Comment en est-on arrivé là ? La lente dérive vers l’infantilisation des citoyens ne date évidemment pas d’hier, mais plus spécifiquement pour la canicule, elle s’est accélérée à la suite de celle de 2003 qui avait provoqué, on s’en souvient, 15.000 morts prématurées, essentiellement dans les populations âgées.
Cette catastrophe sanitaire illustrait fort bien la déresponsabilisation des familles, qui ont progressivement considéré que les personnes âgées étaient à la charge de l’État, c’est-à-dire de tout le monde (sauf elles), c’est-à-dire … de personne.
S’y ajoute bien sûr qu’avec la collectivisation des soins et de la santé, cette responsabilité retombe mollement sur l’administration, monstre froid et mou qui a déjà tant de mal à tenir quelques infrastructures à jour et qui n’a donc aucune chance de savoir correctement s’occuper d’humains, ces entités individuelles qui lui sont si diamétralement opposées.

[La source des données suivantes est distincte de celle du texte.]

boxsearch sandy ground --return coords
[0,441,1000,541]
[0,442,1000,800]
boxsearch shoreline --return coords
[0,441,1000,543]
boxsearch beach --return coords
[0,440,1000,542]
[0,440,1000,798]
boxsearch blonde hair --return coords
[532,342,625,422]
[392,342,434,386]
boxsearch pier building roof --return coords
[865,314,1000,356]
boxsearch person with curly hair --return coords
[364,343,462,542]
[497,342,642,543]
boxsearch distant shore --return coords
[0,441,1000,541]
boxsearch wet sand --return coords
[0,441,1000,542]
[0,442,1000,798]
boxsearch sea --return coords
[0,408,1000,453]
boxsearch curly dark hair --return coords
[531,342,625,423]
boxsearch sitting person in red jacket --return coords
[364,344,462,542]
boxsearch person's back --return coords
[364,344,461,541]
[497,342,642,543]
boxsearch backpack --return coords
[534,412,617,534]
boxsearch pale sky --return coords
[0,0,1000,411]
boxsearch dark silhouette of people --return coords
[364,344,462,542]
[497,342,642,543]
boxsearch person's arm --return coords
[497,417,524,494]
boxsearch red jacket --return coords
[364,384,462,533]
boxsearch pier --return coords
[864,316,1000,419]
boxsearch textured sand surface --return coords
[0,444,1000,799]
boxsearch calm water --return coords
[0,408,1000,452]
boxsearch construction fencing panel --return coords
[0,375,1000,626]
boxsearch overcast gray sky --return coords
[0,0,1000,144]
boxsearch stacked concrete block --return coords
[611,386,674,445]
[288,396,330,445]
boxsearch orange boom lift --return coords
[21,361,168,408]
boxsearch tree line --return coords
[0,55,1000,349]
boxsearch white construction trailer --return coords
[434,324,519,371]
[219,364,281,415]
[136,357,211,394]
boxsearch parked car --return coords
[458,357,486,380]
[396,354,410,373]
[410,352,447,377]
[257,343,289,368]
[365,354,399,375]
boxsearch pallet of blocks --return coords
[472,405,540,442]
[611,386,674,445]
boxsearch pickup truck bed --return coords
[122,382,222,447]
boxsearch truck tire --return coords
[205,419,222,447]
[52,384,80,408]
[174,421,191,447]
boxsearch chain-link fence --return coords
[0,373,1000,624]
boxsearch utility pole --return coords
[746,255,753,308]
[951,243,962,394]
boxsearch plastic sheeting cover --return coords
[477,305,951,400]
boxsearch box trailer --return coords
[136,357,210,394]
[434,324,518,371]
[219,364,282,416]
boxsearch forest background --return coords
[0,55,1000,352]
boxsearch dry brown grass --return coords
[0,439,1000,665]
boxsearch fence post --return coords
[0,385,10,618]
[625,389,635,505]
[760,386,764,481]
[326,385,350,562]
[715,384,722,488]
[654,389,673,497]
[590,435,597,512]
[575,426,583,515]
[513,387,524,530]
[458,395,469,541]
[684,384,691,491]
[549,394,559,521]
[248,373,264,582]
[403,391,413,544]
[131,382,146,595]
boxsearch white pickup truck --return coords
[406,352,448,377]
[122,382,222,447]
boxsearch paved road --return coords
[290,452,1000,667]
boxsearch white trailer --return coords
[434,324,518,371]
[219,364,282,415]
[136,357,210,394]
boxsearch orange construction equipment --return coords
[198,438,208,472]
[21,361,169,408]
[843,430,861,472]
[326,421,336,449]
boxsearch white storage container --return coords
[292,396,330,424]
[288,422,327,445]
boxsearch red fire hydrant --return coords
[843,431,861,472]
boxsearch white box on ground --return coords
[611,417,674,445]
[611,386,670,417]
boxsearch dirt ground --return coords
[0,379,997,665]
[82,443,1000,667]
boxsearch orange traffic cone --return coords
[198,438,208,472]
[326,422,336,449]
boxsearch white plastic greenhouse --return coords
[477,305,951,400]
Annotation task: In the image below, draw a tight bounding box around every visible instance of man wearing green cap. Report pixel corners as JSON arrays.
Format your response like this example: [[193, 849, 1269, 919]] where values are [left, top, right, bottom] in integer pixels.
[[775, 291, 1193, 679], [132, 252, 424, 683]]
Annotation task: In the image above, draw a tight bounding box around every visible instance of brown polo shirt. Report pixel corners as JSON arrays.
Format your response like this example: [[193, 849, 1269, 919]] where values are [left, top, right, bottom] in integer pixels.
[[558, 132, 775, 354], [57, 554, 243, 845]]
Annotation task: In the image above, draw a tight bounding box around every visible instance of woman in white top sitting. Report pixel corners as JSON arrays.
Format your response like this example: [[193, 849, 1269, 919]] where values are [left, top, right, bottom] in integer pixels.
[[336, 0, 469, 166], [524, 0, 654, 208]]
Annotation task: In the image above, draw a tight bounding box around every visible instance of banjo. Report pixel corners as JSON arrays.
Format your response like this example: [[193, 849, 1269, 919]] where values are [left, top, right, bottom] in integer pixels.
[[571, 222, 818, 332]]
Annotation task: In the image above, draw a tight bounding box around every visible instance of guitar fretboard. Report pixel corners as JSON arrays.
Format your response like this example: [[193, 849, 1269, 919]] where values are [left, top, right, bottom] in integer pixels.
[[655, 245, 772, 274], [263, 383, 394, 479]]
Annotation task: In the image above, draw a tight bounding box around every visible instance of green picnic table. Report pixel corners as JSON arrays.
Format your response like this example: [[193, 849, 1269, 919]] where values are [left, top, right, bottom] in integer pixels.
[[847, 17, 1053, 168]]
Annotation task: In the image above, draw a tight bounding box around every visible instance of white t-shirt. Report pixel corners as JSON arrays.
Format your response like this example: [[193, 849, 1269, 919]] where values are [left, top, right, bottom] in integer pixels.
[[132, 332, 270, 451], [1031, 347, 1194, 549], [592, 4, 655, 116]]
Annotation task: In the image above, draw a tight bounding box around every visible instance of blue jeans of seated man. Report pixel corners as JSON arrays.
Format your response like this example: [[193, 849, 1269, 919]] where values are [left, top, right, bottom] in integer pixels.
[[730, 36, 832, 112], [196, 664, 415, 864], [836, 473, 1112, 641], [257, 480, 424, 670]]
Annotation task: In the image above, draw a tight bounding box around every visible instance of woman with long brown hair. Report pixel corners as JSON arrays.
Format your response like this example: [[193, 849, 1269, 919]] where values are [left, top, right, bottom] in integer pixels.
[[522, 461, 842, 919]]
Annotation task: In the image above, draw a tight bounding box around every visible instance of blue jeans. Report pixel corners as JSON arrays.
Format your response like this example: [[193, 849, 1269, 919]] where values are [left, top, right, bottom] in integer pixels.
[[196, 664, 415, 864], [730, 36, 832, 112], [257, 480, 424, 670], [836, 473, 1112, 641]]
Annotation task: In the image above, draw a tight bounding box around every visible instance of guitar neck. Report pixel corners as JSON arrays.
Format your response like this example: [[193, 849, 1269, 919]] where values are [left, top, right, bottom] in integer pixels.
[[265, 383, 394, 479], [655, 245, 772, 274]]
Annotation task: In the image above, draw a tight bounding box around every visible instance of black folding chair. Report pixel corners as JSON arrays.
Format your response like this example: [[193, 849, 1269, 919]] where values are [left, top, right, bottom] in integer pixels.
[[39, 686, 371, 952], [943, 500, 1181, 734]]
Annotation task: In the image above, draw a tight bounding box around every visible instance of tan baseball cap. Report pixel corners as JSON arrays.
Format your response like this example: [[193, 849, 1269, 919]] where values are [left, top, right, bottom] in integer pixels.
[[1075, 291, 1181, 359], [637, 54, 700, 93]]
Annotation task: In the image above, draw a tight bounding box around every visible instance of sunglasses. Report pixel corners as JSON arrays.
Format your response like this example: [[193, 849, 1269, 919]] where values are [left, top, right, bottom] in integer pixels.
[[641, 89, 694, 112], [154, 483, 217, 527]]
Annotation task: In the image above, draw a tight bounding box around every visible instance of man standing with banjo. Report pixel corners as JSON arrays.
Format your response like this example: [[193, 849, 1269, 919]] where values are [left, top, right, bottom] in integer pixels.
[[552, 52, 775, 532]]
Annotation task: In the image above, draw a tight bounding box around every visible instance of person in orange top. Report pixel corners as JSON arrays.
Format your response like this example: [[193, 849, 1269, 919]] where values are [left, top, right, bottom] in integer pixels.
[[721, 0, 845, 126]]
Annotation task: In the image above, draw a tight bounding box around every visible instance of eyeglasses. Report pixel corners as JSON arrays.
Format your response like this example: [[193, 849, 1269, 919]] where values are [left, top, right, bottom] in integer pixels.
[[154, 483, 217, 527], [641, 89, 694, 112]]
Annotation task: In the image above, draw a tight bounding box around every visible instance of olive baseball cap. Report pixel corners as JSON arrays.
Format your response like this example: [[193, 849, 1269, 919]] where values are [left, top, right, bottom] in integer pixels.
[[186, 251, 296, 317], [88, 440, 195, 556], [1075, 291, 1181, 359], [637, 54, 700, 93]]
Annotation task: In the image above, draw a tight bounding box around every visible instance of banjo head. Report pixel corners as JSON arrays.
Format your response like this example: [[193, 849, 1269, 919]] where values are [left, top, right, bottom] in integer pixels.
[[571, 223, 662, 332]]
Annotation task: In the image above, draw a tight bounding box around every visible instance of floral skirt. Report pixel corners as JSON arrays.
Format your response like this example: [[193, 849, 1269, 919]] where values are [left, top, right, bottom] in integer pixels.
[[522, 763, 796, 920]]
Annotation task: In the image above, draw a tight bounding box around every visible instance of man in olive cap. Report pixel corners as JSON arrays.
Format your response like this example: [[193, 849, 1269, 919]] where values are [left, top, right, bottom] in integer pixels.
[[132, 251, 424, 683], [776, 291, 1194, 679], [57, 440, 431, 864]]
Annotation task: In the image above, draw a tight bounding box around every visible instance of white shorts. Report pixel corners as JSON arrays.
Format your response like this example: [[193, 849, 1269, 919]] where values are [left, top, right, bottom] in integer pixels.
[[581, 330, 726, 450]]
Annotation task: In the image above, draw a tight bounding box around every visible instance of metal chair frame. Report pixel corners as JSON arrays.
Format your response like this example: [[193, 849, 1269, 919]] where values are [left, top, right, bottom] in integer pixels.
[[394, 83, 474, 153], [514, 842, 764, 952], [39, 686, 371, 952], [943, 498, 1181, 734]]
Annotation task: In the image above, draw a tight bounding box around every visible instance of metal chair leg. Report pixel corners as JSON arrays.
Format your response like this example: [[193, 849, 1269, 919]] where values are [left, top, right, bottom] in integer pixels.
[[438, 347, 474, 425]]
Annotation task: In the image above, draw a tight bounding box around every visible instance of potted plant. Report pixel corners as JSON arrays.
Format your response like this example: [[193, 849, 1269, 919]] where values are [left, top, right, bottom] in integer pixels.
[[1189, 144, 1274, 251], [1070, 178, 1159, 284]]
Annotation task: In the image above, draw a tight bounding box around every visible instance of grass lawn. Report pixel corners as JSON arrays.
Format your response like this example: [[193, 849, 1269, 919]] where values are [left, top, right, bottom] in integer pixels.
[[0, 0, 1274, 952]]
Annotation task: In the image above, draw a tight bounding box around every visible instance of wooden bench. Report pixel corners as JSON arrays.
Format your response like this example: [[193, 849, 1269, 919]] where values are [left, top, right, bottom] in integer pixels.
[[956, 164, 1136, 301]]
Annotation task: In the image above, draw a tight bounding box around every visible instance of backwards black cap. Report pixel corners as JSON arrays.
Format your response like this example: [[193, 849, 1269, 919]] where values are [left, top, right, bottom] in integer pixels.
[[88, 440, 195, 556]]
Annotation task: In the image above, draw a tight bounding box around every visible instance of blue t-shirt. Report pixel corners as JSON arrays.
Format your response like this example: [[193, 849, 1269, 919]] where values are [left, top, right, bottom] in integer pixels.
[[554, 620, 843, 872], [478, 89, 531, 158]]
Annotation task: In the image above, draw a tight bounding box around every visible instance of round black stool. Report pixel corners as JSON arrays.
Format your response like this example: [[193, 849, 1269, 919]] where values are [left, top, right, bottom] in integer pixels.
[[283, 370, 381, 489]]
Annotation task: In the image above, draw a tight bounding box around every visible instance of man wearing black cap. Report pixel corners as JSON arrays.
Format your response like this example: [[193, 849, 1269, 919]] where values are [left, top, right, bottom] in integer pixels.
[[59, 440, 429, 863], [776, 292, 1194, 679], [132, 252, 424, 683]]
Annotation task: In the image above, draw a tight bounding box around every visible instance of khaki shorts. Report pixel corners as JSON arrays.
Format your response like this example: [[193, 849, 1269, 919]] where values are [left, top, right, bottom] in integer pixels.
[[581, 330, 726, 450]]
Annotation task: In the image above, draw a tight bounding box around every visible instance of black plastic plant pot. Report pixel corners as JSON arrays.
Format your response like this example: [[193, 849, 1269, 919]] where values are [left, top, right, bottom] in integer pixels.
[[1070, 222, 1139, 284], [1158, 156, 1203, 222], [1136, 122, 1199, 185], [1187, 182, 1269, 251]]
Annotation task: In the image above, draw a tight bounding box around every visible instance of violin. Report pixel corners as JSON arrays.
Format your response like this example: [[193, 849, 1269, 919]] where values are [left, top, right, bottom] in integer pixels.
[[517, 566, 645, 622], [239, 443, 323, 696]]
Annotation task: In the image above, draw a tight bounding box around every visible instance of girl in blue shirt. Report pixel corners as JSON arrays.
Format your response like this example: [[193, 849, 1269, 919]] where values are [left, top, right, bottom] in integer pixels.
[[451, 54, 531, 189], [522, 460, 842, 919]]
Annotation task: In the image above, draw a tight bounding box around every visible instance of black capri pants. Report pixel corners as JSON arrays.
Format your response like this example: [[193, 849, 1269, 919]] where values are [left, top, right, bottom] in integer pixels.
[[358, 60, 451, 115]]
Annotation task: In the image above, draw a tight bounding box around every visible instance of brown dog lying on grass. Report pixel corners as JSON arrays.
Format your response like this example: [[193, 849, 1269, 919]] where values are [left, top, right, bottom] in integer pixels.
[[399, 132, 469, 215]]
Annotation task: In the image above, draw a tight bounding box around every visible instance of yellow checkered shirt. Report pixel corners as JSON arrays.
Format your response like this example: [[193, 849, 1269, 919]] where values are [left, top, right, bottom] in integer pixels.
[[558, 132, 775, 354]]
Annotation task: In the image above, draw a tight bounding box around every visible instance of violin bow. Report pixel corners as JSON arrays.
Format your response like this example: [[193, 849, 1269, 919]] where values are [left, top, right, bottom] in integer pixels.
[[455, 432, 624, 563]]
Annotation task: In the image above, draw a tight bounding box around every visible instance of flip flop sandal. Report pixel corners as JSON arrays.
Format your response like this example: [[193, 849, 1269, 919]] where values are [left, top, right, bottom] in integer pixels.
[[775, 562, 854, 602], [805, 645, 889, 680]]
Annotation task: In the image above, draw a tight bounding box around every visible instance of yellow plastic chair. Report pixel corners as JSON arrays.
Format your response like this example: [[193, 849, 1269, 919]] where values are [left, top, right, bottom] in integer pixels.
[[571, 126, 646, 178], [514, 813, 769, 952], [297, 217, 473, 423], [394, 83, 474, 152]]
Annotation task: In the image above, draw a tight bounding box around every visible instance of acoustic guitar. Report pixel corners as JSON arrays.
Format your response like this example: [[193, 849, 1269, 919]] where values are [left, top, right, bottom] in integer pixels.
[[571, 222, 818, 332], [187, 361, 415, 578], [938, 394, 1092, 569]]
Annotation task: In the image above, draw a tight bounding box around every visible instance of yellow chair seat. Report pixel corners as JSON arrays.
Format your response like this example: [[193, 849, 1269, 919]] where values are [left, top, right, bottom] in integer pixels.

Un humain âgé et dépendant n’est alors qu’un numéro, un élément d’une statistique bien plus large sur laquelle on n’agira que lorsque celle-ci deviendra assez grosse pour se hisser en première page des journaux.
Enfin, on ne peut pas passer sous silence l’impact négatif des retraites minables et du sous-équipement des maisons de retraite ou des centres de soin : l’un et l’autre phénomènes sont directement liés, là encore, à ces merveilleux collectivismes de la retraite par répartition et de l’assurance maladie qui ont prouvé, tant ici qu’ailleurs, leur capacité à rendre inextricables des problèmes pourtant déjà largement résolus (cela fait quelques années maintenant que l’humanité sait gérer une canicule au niveau individuel).
Ce qu’on observe actuellement n’est que la conséquence logique de la centralisation de plus en plus forte des décisions, et d’un collectivisme tous azimuts dont la France souffre mortellement. Et le pire, c’est qu’apparemment, il ne se trouve pas grand-monde pour constater l’état d’abêtissement dans lequel est maintenu le citoyen. Là où, il y a 50 ans, les recommandations de Gouvernemaman n’auraient pas fait plus qu’un entrefilet en fin de journal télévisé, ou quelques lignes dans un notule de bas de page de la gazette locale, ces « informations » grimpent aujourd’hui rapidement en haut de Une.
Entre les citoyens, qui semblent gober paresseusement ces informations, et les journalistes, qui croient vraiment que ceci constitue un sujet d’importance, une seule conclusion s’impose : ce pays de larves non-écloses, de petits machins mous, faibles et désarmés, de contribuables atones et de ministres ridicules, ce pays-là est foutu.